A model to non-uniform Ni Schottky contact on SiC annealed at elevated temperatures

Ni Schottky contacts on SiC have a nonideal behavior, with strong temperature dependence of the electrical parameters, caused by a mixed barrier on the contact area and interface states. A simple analytical model that establishes a quantitative correlation between Schottky contact parameter variation with temperature and barrier height non-uniformity is proposed. A Schottky contact surface with double Schottky barrier is considered. The main model parameters are the lower barrier (Phi(Bn,l)) and a p factor which quantitatively evaluates the barrier non-uniformity on the Schottky contact area. The model is validated on Ni/4H-SiC Schottky contacts, post metallization sintered at high temperatures. The measured I-F-V-F-T characteristics, selected so as not to be affected by interface states, were used for model correlation. An inhomogeneous double Schottky barrier (with both nickel silicide and Ni droplets at the interface) is formed by a rapid thermal annealing (RTA) at 750 degrees C. High values of the p parameter are obtained from samples annealed at this temperature, using the proposed model.
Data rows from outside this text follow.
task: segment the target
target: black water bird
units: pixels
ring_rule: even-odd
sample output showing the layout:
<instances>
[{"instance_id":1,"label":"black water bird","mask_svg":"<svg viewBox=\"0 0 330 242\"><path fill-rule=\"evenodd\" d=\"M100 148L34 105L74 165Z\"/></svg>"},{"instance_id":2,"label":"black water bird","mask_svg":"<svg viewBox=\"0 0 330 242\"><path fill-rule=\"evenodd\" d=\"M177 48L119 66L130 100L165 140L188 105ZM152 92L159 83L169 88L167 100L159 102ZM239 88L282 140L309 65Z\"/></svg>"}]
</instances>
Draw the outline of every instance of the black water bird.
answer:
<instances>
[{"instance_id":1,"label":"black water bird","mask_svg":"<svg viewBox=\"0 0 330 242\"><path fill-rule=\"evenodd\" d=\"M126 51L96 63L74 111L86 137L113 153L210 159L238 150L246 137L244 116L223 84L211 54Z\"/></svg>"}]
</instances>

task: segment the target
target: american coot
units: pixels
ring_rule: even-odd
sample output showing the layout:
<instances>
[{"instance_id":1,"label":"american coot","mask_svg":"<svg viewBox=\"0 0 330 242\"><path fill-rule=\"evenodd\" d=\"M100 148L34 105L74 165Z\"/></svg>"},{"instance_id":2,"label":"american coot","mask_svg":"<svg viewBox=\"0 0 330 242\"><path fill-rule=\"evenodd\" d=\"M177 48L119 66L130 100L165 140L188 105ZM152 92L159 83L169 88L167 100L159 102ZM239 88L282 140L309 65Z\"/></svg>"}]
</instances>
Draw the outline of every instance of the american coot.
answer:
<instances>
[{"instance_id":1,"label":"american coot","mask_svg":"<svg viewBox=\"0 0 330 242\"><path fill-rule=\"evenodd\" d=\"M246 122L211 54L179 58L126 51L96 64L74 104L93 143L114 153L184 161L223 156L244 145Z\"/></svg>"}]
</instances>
A significant improvement in the electrical properties occurs following RTA at 800 degrees C. The expansion of the Ni2Si phase on the whole contact area is evinced by an X-Ray diffraction investigation. In this case, the p factor is much lower, attesting the uniformity of the contact. The model makes it possible to evaluate the real Schottky barrier, for a homogenous Schottky contact. Using data measured on samples annealed at 800 degrees C, a true barrier height of around 1.73V has been obtained for Ni2Si/4H-SiC Schottky contacts. (C) 2015 AIP Publishing LLC.